In 1986 I was hired by an L.A. ad agency to draw four comic strips advertising an indy action film called Jake Speed. The movie was a one-man show. Wayne Crawford, not-well-known for a handful of small films like Valley Girl, Barracuda, and Night of the Comet, produced, wrote, directed and starred.

The movie was sort of Romancing the Stone in reverse. A woman seeking her kidnapped sister is aided by a man who seems to be the real-life incarnation of Jake Speed, hero of a series of paperback books. There follow lots of one-liners, high-speed chases, and explosions.

The agency came up with a month-long teaser campaign. They wrote a mini-adventure, supposedly a prequel to the movie, in the form of four daily-size comic strips. One strip would appear each week during the month preceding the film's release. On the fifth week the strip's position on the page would be filled by the regular movie ad.
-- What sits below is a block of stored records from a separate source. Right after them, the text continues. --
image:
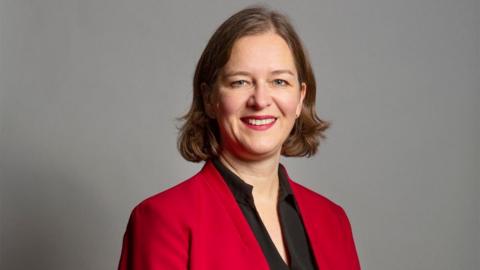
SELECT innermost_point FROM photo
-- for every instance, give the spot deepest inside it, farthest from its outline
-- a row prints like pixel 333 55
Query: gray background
pixel 90 90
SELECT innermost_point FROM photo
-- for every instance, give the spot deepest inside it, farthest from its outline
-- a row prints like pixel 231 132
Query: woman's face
pixel 258 97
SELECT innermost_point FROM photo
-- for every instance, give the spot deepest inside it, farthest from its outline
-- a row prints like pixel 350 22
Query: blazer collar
pixel 220 188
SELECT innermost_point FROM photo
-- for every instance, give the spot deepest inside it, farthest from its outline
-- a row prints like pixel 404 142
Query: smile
pixel 259 122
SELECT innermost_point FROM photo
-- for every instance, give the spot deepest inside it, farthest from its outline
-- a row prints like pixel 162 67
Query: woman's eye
pixel 239 83
pixel 280 82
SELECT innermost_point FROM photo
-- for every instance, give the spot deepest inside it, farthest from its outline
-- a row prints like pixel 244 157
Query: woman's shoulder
pixel 313 199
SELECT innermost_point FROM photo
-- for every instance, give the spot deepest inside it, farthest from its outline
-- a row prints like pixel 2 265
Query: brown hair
pixel 199 136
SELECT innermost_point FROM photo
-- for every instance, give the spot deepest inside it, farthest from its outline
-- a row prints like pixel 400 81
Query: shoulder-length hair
pixel 199 136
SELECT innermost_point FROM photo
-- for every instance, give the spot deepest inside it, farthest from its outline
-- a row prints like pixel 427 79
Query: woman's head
pixel 201 136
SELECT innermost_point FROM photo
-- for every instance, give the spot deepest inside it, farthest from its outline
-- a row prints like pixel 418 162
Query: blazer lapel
pixel 220 189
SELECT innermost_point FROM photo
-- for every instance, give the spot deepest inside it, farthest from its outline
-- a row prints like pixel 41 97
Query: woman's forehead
pixel 267 53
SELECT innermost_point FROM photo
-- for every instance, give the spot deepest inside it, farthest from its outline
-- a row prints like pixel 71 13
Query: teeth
pixel 261 122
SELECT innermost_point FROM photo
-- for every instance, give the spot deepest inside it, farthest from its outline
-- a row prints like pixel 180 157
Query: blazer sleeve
pixel 155 239
pixel 351 256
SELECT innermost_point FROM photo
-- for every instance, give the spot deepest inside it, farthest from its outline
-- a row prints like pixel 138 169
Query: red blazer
pixel 198 225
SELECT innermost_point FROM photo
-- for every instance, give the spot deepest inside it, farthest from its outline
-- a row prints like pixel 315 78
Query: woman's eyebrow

I don't know what went wrong--the strips were delivered to the agency on schedule--but the first one didn't appear in the Times until two weeks before Jake Speed opened. The remaining three were run in a block the following week. Then the movie opened and, 100 minutes later, disappeared. Here are the four strips. [In the movie "Reno Melon" was the author of the Jake Speed paperbacks.] I've never seen the movie. Reviews of the time savaged it. I remember one writer noted that Wayne Crawford had "all the charisma of a can of tuna." Many remarked that the body-count was unusually high even for such a genre film. On the other hand, IMDB offers nearly two dozen reviews praising Jake Speed as an unjustly-ignored minor classic. One thing I do know: the "production values" on the strips were much higher than those of the low-budget feature...a sad truth as old as the first comic adaptation of a motion picture.

1 comment:

Brad Mengel said...

Hi Smurfwacker,

I'm doing some posts on my blog Brad's Pulpy Blog on Jake Speed and I was wondering if I could repost the comic strip there?